T helper (Th) 1 cytokine interferon‐γ (IFNγ) is a major trigger of CXCR3⁺(T‐bet⁺) B‐cell differentiation in multiple sclerosis (MS). (A) Correlation of ex vivo CXCR3⁺IgG⁺ B cells with Th17.1 (IFNγ^highIL‐17^low) and Th17 (IFNγ^neg) cells in MS blood before and after natalizumab treatment (pre‐Tx and post‐Tx; n = 12). (B) Experimental model of Salmonella‐primed autologous B‐ and T‐cell cocultures. (C–E) B cells from healthy donor blood were primed with S. typhimurium through B‐cell receptor (BCR) crosslinking using a tetrameric antibody complex, as described in Subjects and Methods. This allows BCR‐mediated Salmonella uptake, processing, and presentation on MHC II molecules to Th cells. IL‐21 was added with and without an IFNγ blocking antibody to analyze the effects on CXCR3 expression by B cells (C), and on the proliferation, activation, and effector memory (EM) phenotype of Th cells (D, E). These experiments were performed in 2 independent experiments and in duplicate for (C) 4 and (D, E) 2 different blood donors. (F) Correlation of surface CXCR3 and intracellular T‐bet expression in ex vivo B cells of MS patients before and after natalizumab treatment (pre‐Tx and post‐Tx; n = 9). (G, H) Total B cells from the blood of MS patients (n = 9) and both age‐ and gender‐matched healthy controls (HC; n = 10) were cultured in vitro under T follicular helper (Tfh)‐like conditions with IL‐21 and 3T3‐CD40L cells, and with or without IFNγ for 11 days. Representative FACS plots and quantification of in vitro–induced T‐bet⁺ B cells (G) and correlation of CXCR3 and T‐bet expression in these cultured B cells (H) are shown. Data are presented as the mean ± standard error of the mean. *p < 0.05, **p < 0.01, ***p < 0.001, ****p < 0.0001. The p values were calculated by 2‐way analysis of variance (ANOVA; C), 1‐way ANOVA (D, E), and Wilcoxon matched‐pairs signed rank (G) tests. The correlation coefficients and p values for A, F, H were calculated by Spearman rank. m = months; MFI = mean fluorescence intensity; TCR = T‐cell receptor.

Figure 5

Interferon‐γ (IFNγ) induces plasmablast differentiation, whereas both IFNγ and CpG‐DNA further upregulate T‐bet and trigger IgG1 switching in B cells of multiple sclerosis (MS) patients. (A–D) Naive (IgG⁻CD27⁻; dots) and memory (IgG⁺CD27⁺; squares) B cells were sorted from peripheral blood of healthy donors and were cultured under T follicular helper (Tfh)‐like conditions with IL‐21 and 3T3‐CD40L cells, with or without IFNγ and/or CpG‐DNA. Frequencies of T‐bet⁺ and CXCR3⁺ B cells after 11 days of culture using (A) naive B cells (n = 12) and 6 days of culture using (B) memory B cells (n = 10–12) are shown.

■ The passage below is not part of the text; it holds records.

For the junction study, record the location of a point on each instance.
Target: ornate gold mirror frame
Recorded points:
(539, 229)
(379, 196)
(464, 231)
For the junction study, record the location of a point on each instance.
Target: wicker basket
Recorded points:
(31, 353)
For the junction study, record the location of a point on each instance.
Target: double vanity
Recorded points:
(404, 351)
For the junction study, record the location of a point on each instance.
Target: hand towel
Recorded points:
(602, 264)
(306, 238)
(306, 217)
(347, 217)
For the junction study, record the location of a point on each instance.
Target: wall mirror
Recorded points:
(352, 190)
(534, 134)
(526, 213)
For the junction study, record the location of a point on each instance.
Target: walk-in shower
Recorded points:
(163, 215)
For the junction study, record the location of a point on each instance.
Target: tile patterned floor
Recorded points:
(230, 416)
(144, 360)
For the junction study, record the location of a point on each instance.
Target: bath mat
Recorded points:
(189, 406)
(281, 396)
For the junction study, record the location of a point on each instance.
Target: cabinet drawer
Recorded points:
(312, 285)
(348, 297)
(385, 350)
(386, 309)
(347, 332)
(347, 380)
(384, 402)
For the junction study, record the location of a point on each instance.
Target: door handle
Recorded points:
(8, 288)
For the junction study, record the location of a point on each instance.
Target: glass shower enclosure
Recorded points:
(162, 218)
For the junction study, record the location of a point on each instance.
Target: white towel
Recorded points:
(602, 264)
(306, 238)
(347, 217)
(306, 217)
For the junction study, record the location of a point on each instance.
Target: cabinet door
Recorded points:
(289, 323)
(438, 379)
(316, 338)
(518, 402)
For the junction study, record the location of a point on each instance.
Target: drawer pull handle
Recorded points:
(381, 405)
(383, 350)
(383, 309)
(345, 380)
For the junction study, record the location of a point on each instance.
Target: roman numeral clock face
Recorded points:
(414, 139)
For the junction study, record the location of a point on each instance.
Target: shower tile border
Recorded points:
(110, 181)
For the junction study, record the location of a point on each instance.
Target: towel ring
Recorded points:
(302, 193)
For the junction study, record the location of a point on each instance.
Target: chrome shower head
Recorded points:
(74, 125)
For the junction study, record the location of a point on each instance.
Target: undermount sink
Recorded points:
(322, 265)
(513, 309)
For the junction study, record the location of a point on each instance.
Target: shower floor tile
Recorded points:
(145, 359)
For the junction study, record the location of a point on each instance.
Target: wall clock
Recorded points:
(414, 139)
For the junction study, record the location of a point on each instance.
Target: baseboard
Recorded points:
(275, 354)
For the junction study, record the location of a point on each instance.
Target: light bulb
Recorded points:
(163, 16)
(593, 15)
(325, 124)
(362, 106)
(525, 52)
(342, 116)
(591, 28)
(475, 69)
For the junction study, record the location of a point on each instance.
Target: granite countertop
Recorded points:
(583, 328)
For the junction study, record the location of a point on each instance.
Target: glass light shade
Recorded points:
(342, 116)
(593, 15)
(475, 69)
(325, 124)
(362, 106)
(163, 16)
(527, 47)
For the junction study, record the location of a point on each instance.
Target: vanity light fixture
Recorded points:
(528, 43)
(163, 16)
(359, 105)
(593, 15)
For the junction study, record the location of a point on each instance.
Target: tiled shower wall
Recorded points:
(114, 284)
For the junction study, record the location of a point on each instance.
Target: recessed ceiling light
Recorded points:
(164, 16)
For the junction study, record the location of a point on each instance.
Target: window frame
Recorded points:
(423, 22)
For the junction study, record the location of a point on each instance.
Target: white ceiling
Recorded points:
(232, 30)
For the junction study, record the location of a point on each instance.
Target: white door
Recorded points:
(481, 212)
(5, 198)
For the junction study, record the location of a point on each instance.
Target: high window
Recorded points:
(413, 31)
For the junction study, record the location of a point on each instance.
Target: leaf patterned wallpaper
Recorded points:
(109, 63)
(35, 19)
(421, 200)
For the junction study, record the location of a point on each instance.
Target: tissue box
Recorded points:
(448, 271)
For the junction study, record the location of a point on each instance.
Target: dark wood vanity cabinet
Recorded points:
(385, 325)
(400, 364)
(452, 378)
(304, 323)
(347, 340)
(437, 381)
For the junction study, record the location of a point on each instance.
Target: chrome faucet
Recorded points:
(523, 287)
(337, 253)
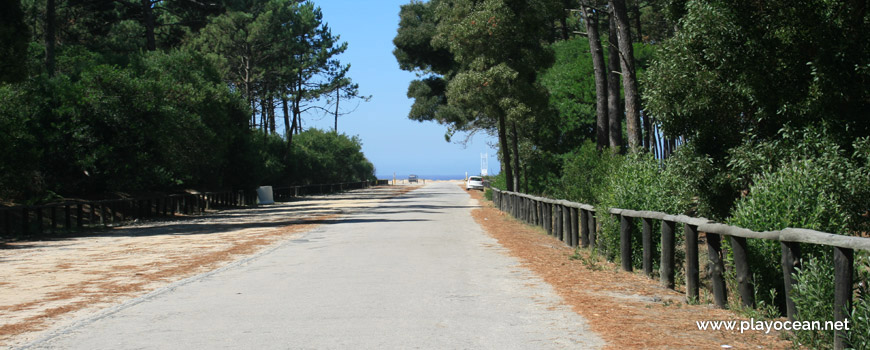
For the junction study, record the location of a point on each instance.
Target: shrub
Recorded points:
(639, 182)
(813, 295)
(816, 186)
(585, 173)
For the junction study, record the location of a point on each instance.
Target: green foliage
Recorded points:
(117, 118)
(639, 182)
(14, 36)
(572, 89)
(859, 318)
(807, 181)
(585, 173)
(326, 157)
(734, 70)
(813, 295)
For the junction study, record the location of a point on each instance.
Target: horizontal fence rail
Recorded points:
(75, 216)
(575, 224)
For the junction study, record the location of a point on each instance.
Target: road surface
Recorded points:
(415, 272)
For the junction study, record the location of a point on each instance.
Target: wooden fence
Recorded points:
(73, 216)
(575, 224)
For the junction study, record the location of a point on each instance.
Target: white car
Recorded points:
(474, 183)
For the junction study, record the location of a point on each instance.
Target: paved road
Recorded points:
(416, 272)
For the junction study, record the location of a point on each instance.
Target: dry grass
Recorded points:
(49, 283)
(629, 310)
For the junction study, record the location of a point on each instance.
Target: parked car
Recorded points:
(474, 183)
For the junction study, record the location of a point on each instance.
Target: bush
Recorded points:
(815, 186)
(585, 173)
(813, 295)
(320, 157)
(639, 182)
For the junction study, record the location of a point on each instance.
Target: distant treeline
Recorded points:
(108, 96)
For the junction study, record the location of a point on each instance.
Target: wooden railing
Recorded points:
(575, 224)
(74, 216)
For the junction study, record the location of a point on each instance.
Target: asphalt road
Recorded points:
(416, 272)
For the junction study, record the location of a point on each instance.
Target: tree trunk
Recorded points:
(563, 20)
(272, 125)
(629, 76)
(600, 71)
(337, 99)
(614, 103)
(50, 21)
(636, 10)
(647, 130)
(148, 17)
(264, 120)
(504, 148)
(515, 149)
(287, 131)
(297, 108)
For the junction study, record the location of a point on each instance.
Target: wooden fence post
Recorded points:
(39, 220)
(25, 222)
(593, 233)
(91, 213)
(791, 255)
(575, 227)
(692, 277)
(557, 221)
(717, 270)
(7, 222)
(566, 225)
(79, 214)
(584, 228)
(53, 213)
(545, 209)
(666, 271)
(646, 238)
(625, 228)
(742, 272)
(843, 269)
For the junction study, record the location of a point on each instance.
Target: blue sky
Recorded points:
(390, 140)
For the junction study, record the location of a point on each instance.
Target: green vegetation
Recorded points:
(100, 97)
(750, 114)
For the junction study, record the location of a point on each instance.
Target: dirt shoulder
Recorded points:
(629, 310)
(49, 284)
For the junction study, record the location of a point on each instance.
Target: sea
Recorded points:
(427, 177)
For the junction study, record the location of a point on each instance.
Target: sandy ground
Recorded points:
(48, 284)
(628, 310)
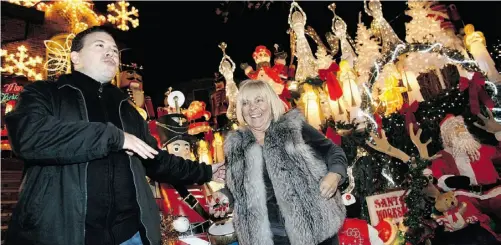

The frequencies of (C) plasmablasts (CD38^highCD27⁺; n = 12) and (D) membrane‐bound (m) mIgG1⁺ and mIgG2⁺ B cells were analyzed after culturing naive populations for 11 days (n = 12). (E) Correlation between cellular expression and secretion of IgG1 was determined by FACS and enzyme‐linked immunosorbent assay (pooled stimulation conditions for 5 donors). (F–H) Naive B cells from the blood of MS patients (n = 6; dark blue dots) and healthy controls (HC; n = 6; gray dots) were cultured under the same Tfh‐like conditions and analyzed for (F) plasmablast (CD38^highCD27⁺) and (G, H) CXCR3⁺mIgG1⁺ and CXCR3⁺mIgG2⁺ B‐cell differentiation after 11 days of culture. Data are presented as the mean ± standard error of the mean. *p < 0.05, **p < 0.01, ***p < 0.001. The p values for A–D and F–H were calculated by the Wilcoxon matched‐pairs signed rank test. The correlation coefficient and p value for E were calculated by Spearman rank correlation.

Figure 6

Interferon‐γ (IFNγ) and Toll‐like receptor 9 (TLR9) signaling upregulate T‐bet in peripheral B cells, likely driving CXCR3‐mediated recruitment and IgG1 production in the central nervous system of multiple sclerosis (MS) patients. Our findings suggest that in the secondary lymphoid organs of MS patients, IFNγ triggers naive B cells to differentiate into T‐bet–expressing populations in a T follicular helper (Tfh)‐dependent manner. Human T‐bet⁺ B cells can either develop into plasmablasts or undergo further differentiation into IgG1⁺ memory B cells mediated by TLR9 ligation. The enhanced CXCR3 expression on both IFNγ‐ and TLR9‐induced IgG1⁺ B cells makes these subsets highly capable of transmigrating across the blood–brain barrier and mediate local pathology in MS. TCR = T‐cell receptor.